What is sarcasm? The word comes from the Greek word sarkazo, which means “to tear flesh.” Wikipedia defines “sarcasm” as a form of humor marked by mocking with irony, and sometimes expressed with vocal overemphasis. It is saying something opposite from the intended meaning. Although disguised as humor, sarcasm may actually reveal a critical attitude.

Have you ever been hurt by a sarcastic comment someone made about you? Have you ever hurt someone by a sarcastic remark you made? As disciples of Jesus Christ, is that how we should speak to one another?

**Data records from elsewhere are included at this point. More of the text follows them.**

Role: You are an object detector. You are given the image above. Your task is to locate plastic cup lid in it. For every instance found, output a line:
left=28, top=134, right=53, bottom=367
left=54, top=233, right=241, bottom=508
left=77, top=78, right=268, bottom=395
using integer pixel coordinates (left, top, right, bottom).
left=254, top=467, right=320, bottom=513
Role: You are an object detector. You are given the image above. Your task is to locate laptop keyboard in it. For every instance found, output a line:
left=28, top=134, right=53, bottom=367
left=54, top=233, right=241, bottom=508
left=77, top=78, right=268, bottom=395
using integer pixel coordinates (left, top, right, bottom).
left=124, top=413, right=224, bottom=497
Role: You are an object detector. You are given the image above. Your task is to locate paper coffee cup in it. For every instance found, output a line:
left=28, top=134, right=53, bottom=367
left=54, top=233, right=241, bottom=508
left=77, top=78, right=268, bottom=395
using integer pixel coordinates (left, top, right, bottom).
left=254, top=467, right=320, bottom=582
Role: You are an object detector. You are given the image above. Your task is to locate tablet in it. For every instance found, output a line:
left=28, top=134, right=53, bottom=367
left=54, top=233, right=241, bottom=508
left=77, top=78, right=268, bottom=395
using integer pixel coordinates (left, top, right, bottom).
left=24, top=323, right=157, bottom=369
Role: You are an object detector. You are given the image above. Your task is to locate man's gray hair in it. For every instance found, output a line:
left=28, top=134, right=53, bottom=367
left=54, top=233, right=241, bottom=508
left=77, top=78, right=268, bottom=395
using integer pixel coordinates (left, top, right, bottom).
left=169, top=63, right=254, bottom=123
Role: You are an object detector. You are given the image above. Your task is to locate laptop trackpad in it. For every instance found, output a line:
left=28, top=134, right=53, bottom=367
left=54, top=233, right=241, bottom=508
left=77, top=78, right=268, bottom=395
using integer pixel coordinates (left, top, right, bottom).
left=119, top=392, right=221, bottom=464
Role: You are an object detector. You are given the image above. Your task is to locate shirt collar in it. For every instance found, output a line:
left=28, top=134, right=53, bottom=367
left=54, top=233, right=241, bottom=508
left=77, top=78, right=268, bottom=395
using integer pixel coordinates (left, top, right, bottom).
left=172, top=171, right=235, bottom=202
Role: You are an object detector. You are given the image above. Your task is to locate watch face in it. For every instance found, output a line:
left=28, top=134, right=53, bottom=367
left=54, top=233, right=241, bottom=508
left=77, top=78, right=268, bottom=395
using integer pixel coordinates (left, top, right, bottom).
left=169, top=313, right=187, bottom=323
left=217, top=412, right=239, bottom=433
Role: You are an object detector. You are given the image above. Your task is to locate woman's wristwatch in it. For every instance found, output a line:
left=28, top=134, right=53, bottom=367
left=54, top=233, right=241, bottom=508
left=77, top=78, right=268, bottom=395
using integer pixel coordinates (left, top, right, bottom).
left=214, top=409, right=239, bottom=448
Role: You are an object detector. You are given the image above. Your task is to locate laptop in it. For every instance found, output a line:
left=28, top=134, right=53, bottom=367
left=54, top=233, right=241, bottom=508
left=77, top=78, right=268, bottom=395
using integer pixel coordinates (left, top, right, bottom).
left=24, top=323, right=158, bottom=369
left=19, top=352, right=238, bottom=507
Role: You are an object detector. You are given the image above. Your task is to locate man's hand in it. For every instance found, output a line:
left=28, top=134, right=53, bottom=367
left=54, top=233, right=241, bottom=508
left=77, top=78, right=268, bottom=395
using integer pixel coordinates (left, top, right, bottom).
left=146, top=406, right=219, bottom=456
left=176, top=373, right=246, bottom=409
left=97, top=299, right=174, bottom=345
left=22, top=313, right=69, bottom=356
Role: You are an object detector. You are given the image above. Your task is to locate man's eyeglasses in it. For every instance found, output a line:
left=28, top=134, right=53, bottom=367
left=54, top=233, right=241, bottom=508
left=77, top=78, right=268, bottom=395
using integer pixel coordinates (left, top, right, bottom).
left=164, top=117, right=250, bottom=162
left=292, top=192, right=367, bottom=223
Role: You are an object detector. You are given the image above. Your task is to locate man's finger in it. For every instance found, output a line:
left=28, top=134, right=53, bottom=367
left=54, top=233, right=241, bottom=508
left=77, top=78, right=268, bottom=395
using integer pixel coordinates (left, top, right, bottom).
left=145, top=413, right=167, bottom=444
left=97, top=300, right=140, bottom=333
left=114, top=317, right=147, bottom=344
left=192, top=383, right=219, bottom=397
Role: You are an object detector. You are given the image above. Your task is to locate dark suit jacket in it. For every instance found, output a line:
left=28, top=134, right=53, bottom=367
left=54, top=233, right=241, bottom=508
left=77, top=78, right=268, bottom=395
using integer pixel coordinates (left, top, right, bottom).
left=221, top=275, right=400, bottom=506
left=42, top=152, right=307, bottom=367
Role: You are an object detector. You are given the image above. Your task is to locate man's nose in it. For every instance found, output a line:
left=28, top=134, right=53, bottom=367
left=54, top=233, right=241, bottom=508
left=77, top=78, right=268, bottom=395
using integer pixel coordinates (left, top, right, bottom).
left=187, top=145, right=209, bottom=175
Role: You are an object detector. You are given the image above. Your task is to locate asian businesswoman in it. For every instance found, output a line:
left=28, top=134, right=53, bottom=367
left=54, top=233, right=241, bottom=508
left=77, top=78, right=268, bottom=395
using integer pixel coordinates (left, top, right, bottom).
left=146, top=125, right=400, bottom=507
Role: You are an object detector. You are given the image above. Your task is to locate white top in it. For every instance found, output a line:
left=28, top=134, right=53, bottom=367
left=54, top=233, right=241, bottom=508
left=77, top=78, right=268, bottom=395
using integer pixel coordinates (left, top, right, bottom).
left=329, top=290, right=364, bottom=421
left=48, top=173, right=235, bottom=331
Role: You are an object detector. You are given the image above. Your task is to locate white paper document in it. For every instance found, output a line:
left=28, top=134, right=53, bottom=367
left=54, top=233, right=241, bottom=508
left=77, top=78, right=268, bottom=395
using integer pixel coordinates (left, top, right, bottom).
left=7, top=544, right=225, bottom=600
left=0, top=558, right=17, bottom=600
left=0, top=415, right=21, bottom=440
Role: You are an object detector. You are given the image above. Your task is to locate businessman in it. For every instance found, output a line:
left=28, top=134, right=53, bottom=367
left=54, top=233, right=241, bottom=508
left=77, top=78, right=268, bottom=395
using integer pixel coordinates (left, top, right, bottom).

“Like a maniac shooting flaming arrows of death is one who deceives a neighbor and says, ‘I was only joking!’” (Proverbs 26:18-19 TNIV). When I was a boy, my brother shot me with my own BB gun. He thought it was funny ... laughing while he pulled the trigger. I didn’t laugh. The impact of the BB hurt. If he had said, “Sorry, Mark, I was just kidding,” that wouldn’t have made my shoulder feel any better. He intentionally shot me, so it wasn’t an accident. Just as we must be careful with weapons, we must be careful with our words: How we speak to one another can hurt or heal, beat down or build up, discourage or encourage. Proverbs 12:18 (TNIV) says, “The words of the reckless pierce like swords.” Sarcasm is often reckless: Careless comments and offhand remarks are more likely to hurt than humor another person.

Instead of using sarcasm, I suggest speaking the truth in love or saying nothing at all.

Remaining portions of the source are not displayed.